Genç kadın, atölye çıkışı bazen uğrar buraya. Köln’ün şu sıralar en çok rağbet gören yeri, Goya Bar. Hayaller ve gerçeklerin birbirine karıştığı bir düş diyarı. Bir kadeh şarap içip biraz müzik dinler öyle gider evine. Mekânın kocaman duvarını kaplayan tablonun karşısına geçip gerçekleştiremediklerini düşünür. Ressam olma hayalinin Almanya’da bir çerçeve atölyesinde son bulmasını kabullenemez. Bir çıkış yolu arıyor ama şimdilik sadece düşünüyor, fazla düşünüyor. Düşünürken önünde duran ince pelur kâğıda bir şeyler yazıyor.
Barın üstündeki pirinç şamdandan yansıyan ışıklara dalmışken biraz uzağındaki ihtiyar adam dikkatini çekti. Dışarıdaki yağmurdan o da nasibini almıştı. Omuzlarında biriken suyu silkeledi. Barmene doğru eğilip içeceğini söyledi. Hali tavrı, üstü başı ile bu zamana ait değil gibiydi, bu yabancının varlığı, tablodaki düş dünyası kadar gizemli.

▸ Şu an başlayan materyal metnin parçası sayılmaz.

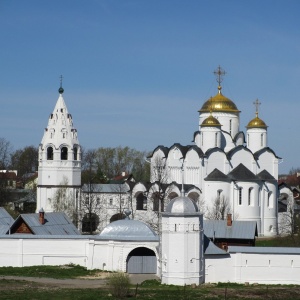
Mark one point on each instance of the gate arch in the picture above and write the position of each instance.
(141, 260)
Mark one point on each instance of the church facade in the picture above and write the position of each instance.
(235, 171)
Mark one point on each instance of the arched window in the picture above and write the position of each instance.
(240, 196)
(75, 153)
(141, 202)
(250, 196)
(64, 153)
(270, 199)
(49, 153)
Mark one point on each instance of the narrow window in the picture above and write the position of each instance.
(75, 153)
(49, 153)
(240, 196)
(64, 153)
(249, 196)
(270, 202)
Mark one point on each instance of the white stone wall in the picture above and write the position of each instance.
(263, 268)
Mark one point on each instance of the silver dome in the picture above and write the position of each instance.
(182, 205)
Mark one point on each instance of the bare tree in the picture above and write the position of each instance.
(5, 153)
(64, 200)
(219, 210)
(91, 207)
(159, 191)
(121, 191)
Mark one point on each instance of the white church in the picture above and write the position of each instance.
(226, 164)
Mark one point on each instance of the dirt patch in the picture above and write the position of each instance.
(78, 283)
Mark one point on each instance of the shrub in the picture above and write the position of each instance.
(119, 284)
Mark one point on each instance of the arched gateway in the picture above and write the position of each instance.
(141, 260)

Matadorlarınkine benzer dar siyah bir pantolon giymiş, dizlerinin altından fiyonklu beyaz ipek çorapları görünüyor. Belinde açık renk bir kuşak, kolları fırfırlı gömlek, üstünde kadife bir yelek ve yine kadifeden bordo bir ceket var. Uzun saçlarını at kuyruğu yapmış. Genç kadının onu dikkatle izlemesi gözünden kaçmadı, çapkınca göz kırpıp kadeh kaldırdı. Kadın da karşılık verince yaklaştı.
“Çok yorgun görünüyorsunuz…” İhtiyar adamın babacan tavrı hoşuna gitmişti.
“Öyleyim, ne kadar dikkatlisiniz…”
“İşim bu,” diyerek bakışlarını duvarda asılı tabloya çevirdi. Bir süre hiç konuşmadan tabloya baktılar. Kadın konuşmayı yeniden başlatmak için devam etti.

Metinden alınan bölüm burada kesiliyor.